Volcan Summary
Location
Andina's 100%-owned Volcan Gold Project is located in Chile's Atacama Region approximately 120 kilometres east of Copiapo. The property is strategically located in the prolific Maricunga Gold Belt, which hosts a number of important gold deposits, including the Maricunga gold mine (Kinross) the La Coipa mine (Kinross), the Cerro Casale deposit (Kinross/Barrick), and the Lobo-Marte deposit (Kinross). In total, more than 70 million ounces of gold have been identified in the Maricunga Gold Belt.
Mineral Reserves
As of January 31, 2011, initial Proven and Probable Mineral Reserves for the Dorado deposits of the Volcan project are 6.6 million ounces of gold at an average grade of 0.726 grams per tonne gold (“g/t Au”) contained in 283 million tonnes of ore. This represents a sub-set of the Global Dorado Sector Resources that have been earmarked for Phase 1 Development.
Global Dorado Sector Mineral Resources
As of September 16, 2010, the updated resource for the Dorado deposits estimated measured and indicated mineral resources of 389.7 million tonnes at an average grade of 0.71 g/t Au for 8.9 million ounces of contained gold and inferred resources of 41.6 million tonnes at an average grade of 0.50 g/t Au for 671,000 ounces of contained gold. Both estimates are at a cut-off grade of approximately 0.4 g/t Au.
Also as at September 16, 2010, for the Dorado deposits, estimated Global geologic measured and indicated resources at a cut-off grade of 0.2 g/t gold are 11.7 million ounces of gold plus an additional 4.3 million ounces of gold in the inferred category.
In addition to the Dorado deposits, the Ojo de Agua area hosts an inferred resource of 18.6 million tonnes grading 0.85 g/t Au for total contained gold content of 510,000 ounces at a cut-off grade of 0.5 g/t (October 2008) at the Andrea and Florencia zones while drilling continues to define a resource at Ojo de Agua East.
2011 Pre-feasibility Study
- Based on a subset of in-pit gold resources from the Dorado deposits which targets 74% or 6.6 million contained ounces,
- Average annual gold production of approximately 283 million ounces,
- 15 years mine life,
- Average first 5 years cash operating costs of $584/oz Au,
- Average life-of-mine (“LOM”) cash operating costs of $615/oz Au,
- At $1,300/oz gold, using at a 5% discount rate, after-tax NPV of $863 million generating an IRR of 23%,
- Estimated construction capital costs of $547 million,
- Processing 55,000 tonnes per day (“tpd”) of ore,
- 11,000 tpd Milled (5,500 selected higher grade and 5,500 fines from leach feed)
- 44,000 tpd Heap Leach Pad
- Processing 55,000 tonnes per day (“tpd”) of ore,
- Waste to ore ratio of 2.48:1 LOM,
- Several opportunities to materially improve project economics were not incorporated into the PFS, including Flotation and SART technologies the subject of ongoing testwork and engineering.
Mining, Processing
Conventional open pit mining methods will be used to mine the two Dorado deposits.
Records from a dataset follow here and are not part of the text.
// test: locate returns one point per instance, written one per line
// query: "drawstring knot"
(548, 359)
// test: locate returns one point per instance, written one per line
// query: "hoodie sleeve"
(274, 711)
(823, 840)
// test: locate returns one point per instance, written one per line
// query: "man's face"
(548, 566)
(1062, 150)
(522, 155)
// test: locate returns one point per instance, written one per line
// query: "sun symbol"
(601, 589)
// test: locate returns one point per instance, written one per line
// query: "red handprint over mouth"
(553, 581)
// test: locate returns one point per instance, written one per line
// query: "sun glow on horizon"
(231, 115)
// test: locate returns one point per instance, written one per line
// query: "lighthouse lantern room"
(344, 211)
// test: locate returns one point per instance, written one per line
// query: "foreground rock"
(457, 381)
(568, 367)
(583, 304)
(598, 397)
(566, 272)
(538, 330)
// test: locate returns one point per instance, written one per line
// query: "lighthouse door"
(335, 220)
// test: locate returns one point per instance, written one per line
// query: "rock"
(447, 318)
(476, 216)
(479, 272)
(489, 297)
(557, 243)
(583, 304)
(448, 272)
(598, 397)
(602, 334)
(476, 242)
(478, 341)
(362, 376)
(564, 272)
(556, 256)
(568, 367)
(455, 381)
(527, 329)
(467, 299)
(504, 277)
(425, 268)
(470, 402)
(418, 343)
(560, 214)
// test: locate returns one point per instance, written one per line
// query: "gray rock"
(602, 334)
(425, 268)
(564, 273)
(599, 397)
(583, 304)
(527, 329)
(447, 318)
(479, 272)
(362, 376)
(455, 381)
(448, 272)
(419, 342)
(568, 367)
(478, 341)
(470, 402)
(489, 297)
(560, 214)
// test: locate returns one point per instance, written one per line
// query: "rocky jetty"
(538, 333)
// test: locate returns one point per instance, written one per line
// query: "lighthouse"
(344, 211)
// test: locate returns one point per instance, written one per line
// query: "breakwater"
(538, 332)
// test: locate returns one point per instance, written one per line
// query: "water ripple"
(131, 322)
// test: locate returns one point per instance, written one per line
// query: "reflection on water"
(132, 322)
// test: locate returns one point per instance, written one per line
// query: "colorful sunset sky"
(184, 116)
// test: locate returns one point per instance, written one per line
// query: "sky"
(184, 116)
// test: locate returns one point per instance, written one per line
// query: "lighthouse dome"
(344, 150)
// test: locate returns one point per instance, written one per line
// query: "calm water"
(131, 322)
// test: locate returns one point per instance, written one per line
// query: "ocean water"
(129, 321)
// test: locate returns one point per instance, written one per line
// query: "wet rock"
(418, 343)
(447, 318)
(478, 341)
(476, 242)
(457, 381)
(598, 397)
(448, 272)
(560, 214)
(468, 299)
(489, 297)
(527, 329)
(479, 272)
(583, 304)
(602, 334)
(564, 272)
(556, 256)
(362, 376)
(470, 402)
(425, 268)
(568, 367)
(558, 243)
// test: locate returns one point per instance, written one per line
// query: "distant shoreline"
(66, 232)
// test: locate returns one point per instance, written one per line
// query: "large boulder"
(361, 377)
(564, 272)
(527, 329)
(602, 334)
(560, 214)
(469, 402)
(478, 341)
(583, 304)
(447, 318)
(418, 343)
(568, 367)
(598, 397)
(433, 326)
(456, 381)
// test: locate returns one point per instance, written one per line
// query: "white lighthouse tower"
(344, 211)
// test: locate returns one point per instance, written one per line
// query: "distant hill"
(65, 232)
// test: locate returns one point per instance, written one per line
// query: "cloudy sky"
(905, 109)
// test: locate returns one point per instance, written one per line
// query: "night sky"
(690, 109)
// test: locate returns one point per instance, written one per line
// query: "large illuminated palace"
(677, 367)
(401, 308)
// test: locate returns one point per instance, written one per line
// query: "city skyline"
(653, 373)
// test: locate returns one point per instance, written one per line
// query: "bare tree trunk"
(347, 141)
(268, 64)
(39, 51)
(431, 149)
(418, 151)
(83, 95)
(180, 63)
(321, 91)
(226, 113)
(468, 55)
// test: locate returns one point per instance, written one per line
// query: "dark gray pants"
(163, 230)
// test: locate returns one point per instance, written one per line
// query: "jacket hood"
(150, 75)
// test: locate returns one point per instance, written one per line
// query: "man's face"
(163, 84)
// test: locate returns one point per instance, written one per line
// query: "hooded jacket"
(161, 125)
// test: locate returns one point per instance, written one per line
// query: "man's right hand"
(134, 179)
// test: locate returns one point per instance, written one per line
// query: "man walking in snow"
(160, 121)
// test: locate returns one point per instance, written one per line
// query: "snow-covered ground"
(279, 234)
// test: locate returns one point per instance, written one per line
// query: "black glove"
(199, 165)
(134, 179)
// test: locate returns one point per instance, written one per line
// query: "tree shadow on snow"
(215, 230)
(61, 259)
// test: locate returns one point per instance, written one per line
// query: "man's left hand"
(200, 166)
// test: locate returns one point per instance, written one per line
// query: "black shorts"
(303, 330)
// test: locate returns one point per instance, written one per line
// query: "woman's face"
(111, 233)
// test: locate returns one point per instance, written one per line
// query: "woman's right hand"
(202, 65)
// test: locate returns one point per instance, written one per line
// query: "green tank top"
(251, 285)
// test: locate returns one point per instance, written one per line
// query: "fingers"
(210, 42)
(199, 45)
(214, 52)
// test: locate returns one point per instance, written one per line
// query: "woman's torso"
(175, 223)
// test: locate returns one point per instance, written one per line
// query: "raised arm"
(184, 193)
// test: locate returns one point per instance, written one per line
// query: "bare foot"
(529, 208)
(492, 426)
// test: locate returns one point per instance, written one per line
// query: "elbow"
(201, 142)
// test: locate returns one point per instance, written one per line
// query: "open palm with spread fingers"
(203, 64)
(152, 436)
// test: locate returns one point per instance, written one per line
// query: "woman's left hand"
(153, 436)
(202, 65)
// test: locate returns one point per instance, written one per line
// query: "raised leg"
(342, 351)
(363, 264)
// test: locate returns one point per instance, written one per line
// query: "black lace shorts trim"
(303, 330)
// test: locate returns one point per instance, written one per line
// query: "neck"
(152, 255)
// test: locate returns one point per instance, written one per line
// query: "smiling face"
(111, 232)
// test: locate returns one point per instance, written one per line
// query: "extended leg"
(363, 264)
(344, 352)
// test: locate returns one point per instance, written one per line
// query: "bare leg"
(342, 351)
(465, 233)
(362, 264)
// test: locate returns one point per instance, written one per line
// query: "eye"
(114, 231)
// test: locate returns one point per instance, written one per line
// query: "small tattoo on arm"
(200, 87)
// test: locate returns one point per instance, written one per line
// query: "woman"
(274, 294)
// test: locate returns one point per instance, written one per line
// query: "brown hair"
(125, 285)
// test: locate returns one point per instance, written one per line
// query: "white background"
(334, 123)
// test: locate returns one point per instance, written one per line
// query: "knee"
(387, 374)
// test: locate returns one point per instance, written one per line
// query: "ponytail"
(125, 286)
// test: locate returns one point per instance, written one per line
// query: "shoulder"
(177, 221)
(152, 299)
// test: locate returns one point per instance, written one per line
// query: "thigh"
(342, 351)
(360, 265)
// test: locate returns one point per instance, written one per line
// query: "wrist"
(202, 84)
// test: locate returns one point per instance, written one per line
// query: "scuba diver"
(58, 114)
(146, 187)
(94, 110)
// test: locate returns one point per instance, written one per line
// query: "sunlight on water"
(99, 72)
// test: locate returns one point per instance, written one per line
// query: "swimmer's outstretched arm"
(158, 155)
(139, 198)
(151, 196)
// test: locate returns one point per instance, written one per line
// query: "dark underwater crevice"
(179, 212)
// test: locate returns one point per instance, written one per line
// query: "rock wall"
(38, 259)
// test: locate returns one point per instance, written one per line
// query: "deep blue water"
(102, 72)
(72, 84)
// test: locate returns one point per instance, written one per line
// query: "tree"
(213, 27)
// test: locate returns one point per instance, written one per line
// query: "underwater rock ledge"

The operation is designed to use industry-proven mining practices and equipment. Mining will take place at a rate of 55,000 ore tonnes per day. Ore will be delivered to a primary crusher near the pit. The crushed ore discharged from the primary crusher will be transported via an overland conveying system to the plant site located approximately 6 km away. The ore will pass through secondary crushing and on to tertiary crushing which will be accomplished with high-pressure-grinding-rolls (“HPGR”). Ten percent of ore being the highest grade ore of the day will be campaigned on a daily basis through the crushing circuit and directed to the mill and agitated leach system. The fines (designated as the finest 10% portion by weight) from the remaining lower grade ore will be removed with an air sweep system and will also be directed to the mill. The mill will consist of a single stage ball mill followed by a carbon-in-leach circuit to treat a total of 11,000 t/d of the combined high grade and crusher fines. Mill tailings will be thickened to a paste and deposited in a geomembrane lined facility.
The remainder of the crushed ore, after fines removal, will be conveyed to a conventional leach pad and stacked in 10 meter lifts with a radial stacker at a rate of 44,000 t/d. A total of fifteen 10 meter lifts are planned for a maximum heap height of 150 meters in the deepest part of the heap. In both the agitated leach and the heap leach systems the gold will be dissolved with a dilute cyanide solution and adsorbed onto activated carbon. The gold will be stripped from the activated carbon via a standard Zadra pressure elution system and smelted to produce doré bars on site.
Development of Volcan is not complex and has comparatively low development costs for a resource of this magnitude based on: metallurgical testing to date, location in Chile, access to infrastructure and proximity to surface of the deposits, compared to other gold deposits of similar magnitude.